Pull-quote: “There is no single right model. There is the right model for the workload.”
Why this matters
Dimensional modeling is a forty-year-old discipline. Lakehouse architecture is a five-year-old discipline. Most teams import their old habits into the new platform and produce models that work but underperform — or models that look modern but break under load.
The right approach is workload-driven.
Four patterns to choose from
| Pattern | When to use | Strengths | Weaknesses |
|---|---|---|---|
| Star schema | Reporting and dashboards dominate; Power BI / Tableau is the primary consumer | Familiar; BI-tool friendly; fast slicing on Photon-enabled Delta | Less agile to change; many-to-many requires bridge tables |
| Data Vault 2.0 | Many sources; auditability is required; the model needs to evolve continuously | Auditable; agile; handles many sources; clear separation of business keys, satellites, and links | More tables; queries usually need a presentation layer |
| One Big Table | API-driven sub-second queries dominate; consumers are applications, not analysts | Sub-second queries; simple semantics for app developers | Joins move into ETL; updates can be expensive |
| Lakehouse Federation | Cross-system reporting without governance ownership | No data movement; fast to deliver | Performance depends on source; governance has to be explicit |
Decision tree
Primary consumer of the model?
├── Analysts / BI tools ──► Star schema (consider Direct Lake)
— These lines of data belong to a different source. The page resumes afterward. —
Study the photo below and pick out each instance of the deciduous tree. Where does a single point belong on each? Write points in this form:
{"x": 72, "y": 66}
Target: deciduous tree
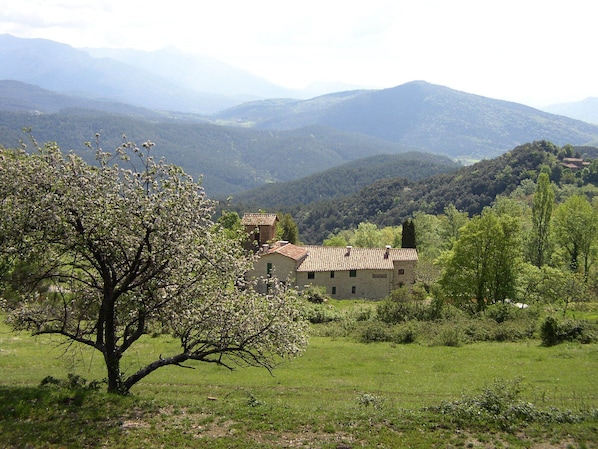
{"x": 541, "y": 219}
{"x": 127, "y": 244}
{"x": 482, "y": 266}
{"x": 576, "y": 226}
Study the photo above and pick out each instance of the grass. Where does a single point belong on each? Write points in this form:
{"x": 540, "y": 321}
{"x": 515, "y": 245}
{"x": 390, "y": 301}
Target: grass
{"x": 339, "y": 394}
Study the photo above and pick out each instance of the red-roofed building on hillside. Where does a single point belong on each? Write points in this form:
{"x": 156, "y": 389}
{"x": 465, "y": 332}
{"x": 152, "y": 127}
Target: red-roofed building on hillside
{"x": 367, "y": 273}
{"x": 261, "y": 228}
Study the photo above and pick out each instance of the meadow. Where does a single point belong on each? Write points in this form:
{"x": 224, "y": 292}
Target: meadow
{"x": 341, "y": 393}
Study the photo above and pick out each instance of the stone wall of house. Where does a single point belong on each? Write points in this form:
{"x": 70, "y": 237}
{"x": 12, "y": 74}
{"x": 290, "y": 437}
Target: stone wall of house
{"x": 280, "y": 267}
{"x": 366, "y": 284}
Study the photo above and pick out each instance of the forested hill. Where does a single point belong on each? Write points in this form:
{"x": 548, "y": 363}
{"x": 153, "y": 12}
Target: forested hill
{"x": 389, "y": 202}
{"x": 343, "y": 180}
{"x": 230, "y": 159}
{"x": 435, "y": 118}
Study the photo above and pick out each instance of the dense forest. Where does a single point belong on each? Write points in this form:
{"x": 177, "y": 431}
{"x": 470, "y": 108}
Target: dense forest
{"x": 391, "y": 201}
{"x": 343, "y": 180}
{"x": 228, "y": 159}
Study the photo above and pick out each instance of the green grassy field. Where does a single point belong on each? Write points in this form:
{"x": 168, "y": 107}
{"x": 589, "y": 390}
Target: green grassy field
{"x": 339, "y": 394}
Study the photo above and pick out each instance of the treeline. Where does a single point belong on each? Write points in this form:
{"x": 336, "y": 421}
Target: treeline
{"x": 470, "y": 190}
{"x": 344, "y": 180}
{"x": 227, "y": 159}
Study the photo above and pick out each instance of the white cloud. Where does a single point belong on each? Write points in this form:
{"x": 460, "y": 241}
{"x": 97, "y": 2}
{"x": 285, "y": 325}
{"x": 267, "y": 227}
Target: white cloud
{"x": 535, "y": 51}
├── Apps / APIs ──► One Big Table or Star with caching
├── Many sources, audit ──► Data Vault 2.0
└── Cross-system reporting, no copy possible ──► Lakehouse Federation
How we structure the medallion architecture
Regardless of model pattern, we maintain a Bronze/Silver/Gold separation:
| Layer | Purpose | Typical retention |
|---|---|---|
| Bronze | Raw + arrival timestamp + source ID; immutable | Long (years) |
| Silver | Parsed, conformed, deduplicated; data quality enforced | Medium (months to years) |
| Gold | Business-ready aggregates / dimensions / facts | Short to medium |
The model pattern (star, vault, OBT) lives in Gold.
When to mix
Mixing is normal. A typical enterprise customer ends up with:
- Data Vault 2.0 for the foundational integration of multiple sources
- Star schema in Gold for analytical consumers
- One Big Table in Gold for app consumers
- Lakehouse Federation for occasional cross-system reporting
Closing
Dimensional modeling on Delta Lake is dimensional modeling, with new physics. Photon, liquid clustering, and Z-order are the storage primitives that change query performance economics. The choice of model still depends on the workload — but the trade-offs are different now than they were a decade ago.